Interval of Convergence and radius of convergence

[Ohoneo]

I'm supposed to find both of these for the summation of x^(2k+1)/3^(k-1).

I used the ratio test, and got x^(2k+2)3^k * 3^(k-1)/x^(2k+1) which simplified to be x3^(k-1)/3^k.
The 3^k-1/3^k simplifies to be 1/3, so you get x/3, which you set <1, which gives you an interval of convergence of -3<x<3.
Now, I'm stuck from there.
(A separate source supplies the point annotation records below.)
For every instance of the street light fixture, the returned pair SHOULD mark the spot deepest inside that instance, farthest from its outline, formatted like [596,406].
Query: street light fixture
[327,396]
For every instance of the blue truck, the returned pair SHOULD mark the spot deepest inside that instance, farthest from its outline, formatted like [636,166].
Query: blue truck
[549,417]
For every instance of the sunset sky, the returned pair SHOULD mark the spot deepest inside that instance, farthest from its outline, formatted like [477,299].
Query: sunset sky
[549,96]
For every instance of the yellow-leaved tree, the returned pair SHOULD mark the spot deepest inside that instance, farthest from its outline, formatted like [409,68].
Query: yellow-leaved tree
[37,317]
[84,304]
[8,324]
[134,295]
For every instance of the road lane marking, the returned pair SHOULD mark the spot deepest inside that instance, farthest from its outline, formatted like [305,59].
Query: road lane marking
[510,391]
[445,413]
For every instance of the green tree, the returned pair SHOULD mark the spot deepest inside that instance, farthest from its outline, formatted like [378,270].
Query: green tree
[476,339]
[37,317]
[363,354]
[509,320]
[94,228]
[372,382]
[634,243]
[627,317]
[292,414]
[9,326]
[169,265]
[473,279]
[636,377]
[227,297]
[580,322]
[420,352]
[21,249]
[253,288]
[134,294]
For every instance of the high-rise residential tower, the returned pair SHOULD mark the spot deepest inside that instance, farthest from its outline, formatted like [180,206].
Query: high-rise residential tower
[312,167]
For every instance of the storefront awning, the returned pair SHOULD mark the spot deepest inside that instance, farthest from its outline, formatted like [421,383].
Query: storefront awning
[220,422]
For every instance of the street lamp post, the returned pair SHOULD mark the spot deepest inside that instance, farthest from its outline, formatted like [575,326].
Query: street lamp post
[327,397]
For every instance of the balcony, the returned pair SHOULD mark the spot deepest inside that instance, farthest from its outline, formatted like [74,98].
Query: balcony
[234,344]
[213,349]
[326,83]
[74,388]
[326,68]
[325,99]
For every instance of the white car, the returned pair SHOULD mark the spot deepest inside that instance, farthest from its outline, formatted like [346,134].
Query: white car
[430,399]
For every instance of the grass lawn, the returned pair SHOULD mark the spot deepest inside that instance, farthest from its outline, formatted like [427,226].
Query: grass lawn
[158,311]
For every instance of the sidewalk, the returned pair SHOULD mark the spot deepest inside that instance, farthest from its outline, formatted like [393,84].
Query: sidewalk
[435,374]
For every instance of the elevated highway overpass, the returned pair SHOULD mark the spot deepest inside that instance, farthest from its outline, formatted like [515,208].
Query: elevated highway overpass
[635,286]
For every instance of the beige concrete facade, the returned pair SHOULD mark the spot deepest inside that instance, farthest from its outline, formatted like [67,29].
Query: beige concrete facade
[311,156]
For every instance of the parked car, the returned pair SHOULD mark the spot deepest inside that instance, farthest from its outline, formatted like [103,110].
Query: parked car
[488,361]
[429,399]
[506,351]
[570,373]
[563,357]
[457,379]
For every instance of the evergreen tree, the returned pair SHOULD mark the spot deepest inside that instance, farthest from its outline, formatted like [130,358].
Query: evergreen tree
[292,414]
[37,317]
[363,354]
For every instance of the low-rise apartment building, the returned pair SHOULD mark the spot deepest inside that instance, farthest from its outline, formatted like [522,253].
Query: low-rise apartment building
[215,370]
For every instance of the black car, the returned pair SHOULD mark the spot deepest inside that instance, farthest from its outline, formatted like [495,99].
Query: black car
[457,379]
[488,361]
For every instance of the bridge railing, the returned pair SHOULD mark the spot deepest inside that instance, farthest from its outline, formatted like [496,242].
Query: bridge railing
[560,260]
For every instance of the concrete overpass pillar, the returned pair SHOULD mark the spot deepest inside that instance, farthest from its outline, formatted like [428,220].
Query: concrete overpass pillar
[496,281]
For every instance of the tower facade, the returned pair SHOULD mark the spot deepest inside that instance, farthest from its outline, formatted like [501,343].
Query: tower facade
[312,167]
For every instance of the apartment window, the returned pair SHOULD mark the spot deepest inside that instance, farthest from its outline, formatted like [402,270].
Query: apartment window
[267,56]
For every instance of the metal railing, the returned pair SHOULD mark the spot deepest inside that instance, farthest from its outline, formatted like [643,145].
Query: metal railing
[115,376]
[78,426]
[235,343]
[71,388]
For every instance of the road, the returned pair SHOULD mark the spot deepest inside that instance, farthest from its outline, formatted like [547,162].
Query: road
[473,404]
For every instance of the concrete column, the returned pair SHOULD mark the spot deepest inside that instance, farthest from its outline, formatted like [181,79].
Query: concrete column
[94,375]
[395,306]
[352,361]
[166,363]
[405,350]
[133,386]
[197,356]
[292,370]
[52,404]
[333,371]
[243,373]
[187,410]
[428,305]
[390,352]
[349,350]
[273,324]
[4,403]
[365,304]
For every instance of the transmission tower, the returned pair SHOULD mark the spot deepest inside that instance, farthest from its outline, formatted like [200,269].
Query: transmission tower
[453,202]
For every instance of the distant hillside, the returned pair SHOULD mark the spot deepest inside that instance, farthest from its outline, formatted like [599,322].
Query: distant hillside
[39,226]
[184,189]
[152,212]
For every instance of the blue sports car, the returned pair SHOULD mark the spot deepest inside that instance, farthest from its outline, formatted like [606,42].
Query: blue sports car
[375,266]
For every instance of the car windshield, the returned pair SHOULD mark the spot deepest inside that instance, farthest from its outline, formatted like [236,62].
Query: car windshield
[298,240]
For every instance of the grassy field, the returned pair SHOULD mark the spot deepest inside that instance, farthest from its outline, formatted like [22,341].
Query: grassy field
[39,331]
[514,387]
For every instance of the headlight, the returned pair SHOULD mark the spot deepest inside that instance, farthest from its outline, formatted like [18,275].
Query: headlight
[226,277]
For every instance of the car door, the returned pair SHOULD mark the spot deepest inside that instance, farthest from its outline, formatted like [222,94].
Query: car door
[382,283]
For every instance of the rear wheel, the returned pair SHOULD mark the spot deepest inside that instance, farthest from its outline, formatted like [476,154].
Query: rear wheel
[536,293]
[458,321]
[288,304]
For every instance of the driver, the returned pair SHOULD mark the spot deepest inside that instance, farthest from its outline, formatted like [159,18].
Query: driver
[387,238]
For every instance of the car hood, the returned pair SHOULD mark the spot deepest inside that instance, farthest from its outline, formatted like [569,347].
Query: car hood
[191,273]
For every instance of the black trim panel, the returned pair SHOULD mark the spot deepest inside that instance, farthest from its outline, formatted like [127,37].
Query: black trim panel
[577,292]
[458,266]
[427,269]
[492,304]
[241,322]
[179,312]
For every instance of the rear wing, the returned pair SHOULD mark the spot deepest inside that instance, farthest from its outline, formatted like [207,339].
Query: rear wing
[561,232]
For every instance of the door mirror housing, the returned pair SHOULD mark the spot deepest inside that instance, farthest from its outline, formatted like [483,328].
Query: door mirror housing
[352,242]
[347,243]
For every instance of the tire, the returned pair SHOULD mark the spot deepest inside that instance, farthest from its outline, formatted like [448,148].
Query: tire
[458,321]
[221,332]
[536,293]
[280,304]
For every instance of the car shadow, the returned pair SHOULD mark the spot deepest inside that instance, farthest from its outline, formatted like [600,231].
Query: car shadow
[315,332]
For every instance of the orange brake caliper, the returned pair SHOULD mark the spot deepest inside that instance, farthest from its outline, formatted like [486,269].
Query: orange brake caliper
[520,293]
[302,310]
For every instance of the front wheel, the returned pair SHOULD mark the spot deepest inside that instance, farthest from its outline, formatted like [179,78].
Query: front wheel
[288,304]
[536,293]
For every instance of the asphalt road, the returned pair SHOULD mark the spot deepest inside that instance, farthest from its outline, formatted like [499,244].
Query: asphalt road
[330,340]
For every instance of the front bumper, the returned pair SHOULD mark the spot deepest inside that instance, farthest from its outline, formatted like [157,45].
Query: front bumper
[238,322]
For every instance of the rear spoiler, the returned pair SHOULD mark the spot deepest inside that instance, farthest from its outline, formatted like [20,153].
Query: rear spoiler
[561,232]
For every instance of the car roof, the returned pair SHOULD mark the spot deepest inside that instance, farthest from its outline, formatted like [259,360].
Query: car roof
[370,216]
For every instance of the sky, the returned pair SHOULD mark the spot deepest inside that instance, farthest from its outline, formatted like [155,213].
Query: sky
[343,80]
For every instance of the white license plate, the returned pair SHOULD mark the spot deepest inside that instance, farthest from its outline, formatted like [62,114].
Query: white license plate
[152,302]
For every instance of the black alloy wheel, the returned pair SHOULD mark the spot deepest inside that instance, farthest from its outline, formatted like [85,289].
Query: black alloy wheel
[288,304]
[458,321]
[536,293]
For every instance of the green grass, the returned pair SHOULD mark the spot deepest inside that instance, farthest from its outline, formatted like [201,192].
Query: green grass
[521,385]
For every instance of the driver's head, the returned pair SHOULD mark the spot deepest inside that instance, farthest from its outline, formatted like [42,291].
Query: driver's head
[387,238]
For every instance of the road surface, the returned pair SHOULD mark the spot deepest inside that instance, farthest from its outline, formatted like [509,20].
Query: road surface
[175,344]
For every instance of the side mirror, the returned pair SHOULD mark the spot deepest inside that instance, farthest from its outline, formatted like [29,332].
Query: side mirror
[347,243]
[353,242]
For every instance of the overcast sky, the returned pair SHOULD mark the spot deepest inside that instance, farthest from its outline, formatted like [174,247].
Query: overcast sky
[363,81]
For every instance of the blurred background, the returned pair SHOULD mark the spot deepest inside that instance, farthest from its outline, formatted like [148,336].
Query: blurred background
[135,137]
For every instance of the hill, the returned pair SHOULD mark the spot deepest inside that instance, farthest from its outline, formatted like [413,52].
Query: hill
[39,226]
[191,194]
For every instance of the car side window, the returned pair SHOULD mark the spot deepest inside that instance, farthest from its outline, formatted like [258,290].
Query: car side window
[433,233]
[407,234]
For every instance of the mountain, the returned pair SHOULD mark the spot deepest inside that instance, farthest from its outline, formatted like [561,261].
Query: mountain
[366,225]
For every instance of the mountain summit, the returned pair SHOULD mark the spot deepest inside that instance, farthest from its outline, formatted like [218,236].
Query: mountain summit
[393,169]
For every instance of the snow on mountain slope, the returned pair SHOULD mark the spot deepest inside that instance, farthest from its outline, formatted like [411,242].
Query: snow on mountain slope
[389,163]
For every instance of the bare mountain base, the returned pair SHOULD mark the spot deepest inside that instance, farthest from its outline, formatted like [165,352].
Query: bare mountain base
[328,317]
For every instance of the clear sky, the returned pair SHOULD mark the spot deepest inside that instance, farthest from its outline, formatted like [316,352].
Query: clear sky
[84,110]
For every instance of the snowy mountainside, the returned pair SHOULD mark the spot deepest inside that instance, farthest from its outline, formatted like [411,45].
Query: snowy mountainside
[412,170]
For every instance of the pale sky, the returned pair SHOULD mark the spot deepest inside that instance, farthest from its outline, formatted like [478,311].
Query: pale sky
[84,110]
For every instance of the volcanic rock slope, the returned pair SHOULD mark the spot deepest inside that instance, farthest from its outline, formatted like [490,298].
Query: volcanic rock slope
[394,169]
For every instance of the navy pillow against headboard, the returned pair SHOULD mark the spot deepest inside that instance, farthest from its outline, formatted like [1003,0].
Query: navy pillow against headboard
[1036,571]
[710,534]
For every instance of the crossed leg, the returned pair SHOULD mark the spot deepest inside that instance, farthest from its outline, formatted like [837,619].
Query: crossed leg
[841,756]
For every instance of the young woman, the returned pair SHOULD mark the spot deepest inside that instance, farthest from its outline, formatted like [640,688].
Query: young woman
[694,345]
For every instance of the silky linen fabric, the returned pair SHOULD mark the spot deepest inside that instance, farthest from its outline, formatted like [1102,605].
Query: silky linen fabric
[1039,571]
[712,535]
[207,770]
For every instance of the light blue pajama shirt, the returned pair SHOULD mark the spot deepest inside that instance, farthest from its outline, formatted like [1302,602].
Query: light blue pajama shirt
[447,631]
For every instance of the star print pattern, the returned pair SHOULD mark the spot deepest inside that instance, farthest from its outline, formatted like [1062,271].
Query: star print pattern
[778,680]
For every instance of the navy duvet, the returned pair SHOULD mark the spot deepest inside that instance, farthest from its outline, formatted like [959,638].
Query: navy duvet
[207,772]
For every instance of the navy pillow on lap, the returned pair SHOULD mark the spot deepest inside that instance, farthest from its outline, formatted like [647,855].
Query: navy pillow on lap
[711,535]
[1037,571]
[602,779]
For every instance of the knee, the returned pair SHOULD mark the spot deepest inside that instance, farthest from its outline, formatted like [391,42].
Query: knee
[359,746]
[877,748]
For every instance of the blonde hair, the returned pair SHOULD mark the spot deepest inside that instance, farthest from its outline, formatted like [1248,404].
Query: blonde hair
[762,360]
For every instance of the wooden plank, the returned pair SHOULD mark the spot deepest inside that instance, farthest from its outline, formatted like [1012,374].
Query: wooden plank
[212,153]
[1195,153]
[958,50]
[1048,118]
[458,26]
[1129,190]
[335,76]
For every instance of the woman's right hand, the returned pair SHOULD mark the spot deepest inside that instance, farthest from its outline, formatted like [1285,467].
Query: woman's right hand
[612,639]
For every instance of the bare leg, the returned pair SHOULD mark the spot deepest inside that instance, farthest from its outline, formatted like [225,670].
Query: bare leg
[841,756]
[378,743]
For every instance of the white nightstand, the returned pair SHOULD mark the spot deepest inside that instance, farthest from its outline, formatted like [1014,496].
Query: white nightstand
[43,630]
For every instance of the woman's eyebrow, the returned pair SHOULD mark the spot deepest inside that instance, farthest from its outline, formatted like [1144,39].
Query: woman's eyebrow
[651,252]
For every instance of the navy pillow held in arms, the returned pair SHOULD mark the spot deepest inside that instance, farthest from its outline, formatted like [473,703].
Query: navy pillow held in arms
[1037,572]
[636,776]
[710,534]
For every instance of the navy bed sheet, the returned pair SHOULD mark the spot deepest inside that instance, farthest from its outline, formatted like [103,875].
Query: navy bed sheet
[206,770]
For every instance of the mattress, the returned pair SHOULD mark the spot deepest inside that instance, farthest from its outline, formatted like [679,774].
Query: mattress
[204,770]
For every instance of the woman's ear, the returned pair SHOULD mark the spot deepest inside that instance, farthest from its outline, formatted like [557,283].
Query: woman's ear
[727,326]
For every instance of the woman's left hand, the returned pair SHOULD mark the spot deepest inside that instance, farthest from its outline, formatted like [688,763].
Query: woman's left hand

The answer to the problem is R = sqrt(3) and the interval is (-sqrt(3), sqrt(3)).

 

[soroban]

Hello, Ohoneo!

Your algebra is off . . .

I'm supposed to find both of these for the summation of: .$\displaystyle \dfrac{x^{2k+1}}{3^{k-1}}$

The ratio is: .$\displaystyle R \:=\:\dfrac{x^{2k+3}}{3^k}\cdot\dfrac{3^{k-1}}{x^{2k+1}} \;=\;\dfrac{x^2}{3}$

We want: .$\displaystyle \displaystyle \left|\frac{x^2}{3}\right| \:<\:1 \quad\Rightarrow\quad |x^2| \:<\:3 \quad\Rightarrow\quad |x| \:<\:\sqrt{3}$


The interval of convergence is: .$\displaystyle (\text{-}\sqrt{3},\:\sqrt{3})$

The radius of convergence is: .$\displaystyle r \:=\:\sqrt{3}$

 

[Ohoneo]

This all made it a lot clearer, thank you! I just have one question, in the first step (when applying the ratio step) why does it becomes x^2k+3 on top? I know you add one to k, so I was under the impression it would be x^2k+2. Thanks for your help!